1001Philosophers

Cicero 106 BC – 43 BC

Marcus Tullius Cicero was a Roman statesman, orator, lawyer, and philosopher of the late Roman Republic, who served as consul in 63 BC and was murdered in 43 BC during the proscriptions of the Second Triumvirate. His philosophical writings, composed largely in the last years of his life, transmitted the major schools of Hellenistic philosophy to the Latin-speaking world and coined much of the Latin philosophical vocabulary subsequently inherited by medieval and modern European thought. Major works include On Duties, On the Nature of the Gods, the Tusculan Disputations, On Friendship, and On Old Age, all written in the form of dialogues drawing on Stoic, Epicurean, and Academic Skeptic positions. His prose style became the standard for classical Latin and shaped European education for nearly two thousand years.

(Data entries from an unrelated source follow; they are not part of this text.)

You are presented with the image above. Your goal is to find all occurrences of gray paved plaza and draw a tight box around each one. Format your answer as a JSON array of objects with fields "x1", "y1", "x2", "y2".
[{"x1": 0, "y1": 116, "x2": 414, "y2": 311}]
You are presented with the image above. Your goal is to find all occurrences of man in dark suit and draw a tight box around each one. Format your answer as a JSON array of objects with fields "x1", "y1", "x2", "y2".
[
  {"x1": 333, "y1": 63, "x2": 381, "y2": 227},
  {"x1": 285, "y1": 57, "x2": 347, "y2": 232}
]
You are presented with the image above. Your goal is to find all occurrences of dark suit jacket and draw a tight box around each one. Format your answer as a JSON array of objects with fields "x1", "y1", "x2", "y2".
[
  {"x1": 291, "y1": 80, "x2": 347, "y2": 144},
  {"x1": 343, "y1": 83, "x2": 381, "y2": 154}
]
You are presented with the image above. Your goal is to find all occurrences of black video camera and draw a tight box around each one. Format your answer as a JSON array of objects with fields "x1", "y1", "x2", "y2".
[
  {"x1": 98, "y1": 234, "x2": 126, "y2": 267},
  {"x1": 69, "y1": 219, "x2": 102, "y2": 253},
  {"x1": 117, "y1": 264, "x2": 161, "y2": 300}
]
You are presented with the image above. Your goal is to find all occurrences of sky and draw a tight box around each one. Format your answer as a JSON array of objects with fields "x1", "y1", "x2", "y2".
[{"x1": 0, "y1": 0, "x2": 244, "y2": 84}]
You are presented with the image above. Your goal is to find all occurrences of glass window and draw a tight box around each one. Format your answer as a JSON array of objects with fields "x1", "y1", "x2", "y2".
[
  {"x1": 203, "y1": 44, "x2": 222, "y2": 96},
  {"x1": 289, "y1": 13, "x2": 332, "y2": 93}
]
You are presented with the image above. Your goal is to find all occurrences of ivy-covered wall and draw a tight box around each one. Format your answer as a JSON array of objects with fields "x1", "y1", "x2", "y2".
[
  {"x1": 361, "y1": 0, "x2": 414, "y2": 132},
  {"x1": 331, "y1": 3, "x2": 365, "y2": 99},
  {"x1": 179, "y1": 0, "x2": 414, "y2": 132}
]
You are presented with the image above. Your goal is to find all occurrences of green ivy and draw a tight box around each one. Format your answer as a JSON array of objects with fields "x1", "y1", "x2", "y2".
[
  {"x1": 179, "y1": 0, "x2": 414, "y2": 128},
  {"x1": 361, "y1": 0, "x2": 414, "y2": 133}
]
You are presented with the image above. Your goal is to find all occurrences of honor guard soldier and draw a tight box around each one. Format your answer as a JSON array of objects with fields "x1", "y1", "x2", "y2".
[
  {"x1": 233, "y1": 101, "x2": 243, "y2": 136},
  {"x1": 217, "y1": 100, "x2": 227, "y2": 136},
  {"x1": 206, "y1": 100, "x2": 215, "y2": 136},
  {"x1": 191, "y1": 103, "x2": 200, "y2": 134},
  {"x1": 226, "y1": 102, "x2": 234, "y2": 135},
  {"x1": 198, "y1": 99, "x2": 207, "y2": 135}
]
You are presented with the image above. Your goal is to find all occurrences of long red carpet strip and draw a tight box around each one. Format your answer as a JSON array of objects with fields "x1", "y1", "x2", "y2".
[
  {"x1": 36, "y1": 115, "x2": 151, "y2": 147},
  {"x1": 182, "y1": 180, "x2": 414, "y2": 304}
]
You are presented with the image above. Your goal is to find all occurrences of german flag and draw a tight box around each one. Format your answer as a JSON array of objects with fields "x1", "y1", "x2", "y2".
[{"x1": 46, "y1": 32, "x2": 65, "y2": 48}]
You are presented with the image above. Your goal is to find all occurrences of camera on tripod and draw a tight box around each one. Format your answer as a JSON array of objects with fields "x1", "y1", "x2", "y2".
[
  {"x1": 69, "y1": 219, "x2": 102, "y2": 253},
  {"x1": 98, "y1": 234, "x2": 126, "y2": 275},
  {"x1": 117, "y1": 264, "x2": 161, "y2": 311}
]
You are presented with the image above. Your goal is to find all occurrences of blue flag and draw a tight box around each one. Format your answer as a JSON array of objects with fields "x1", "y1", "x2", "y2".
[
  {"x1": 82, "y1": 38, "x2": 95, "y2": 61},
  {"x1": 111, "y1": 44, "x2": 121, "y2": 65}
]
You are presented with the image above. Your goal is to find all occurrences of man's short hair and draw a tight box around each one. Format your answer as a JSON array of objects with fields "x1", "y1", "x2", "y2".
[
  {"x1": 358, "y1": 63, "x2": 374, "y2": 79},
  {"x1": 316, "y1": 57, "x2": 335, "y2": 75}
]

His political ideas profoundly influenced the founders of the American and French republics.

Key facts

Nationality
Roman
Era
Ancient
Movements
Stoicism, Hellenistic

Selected quotes

  • Attributed to Cicero:

    “If you have a garden and a library, you have everything you need.”

  • Attributed to Cicero:

    “The life of the dead is placed in the memory of the living.”

  • Attributed to Cicero:

    “While there's life, there's hope.”

  • Attributed to Cicero:

    “Friendship makes prosperity more shining and lessens adversity by dividing and sharing it.”

  • Attributed to Cicero:

    “Justice consists in doing no injury to men; decency in giving them no offence.”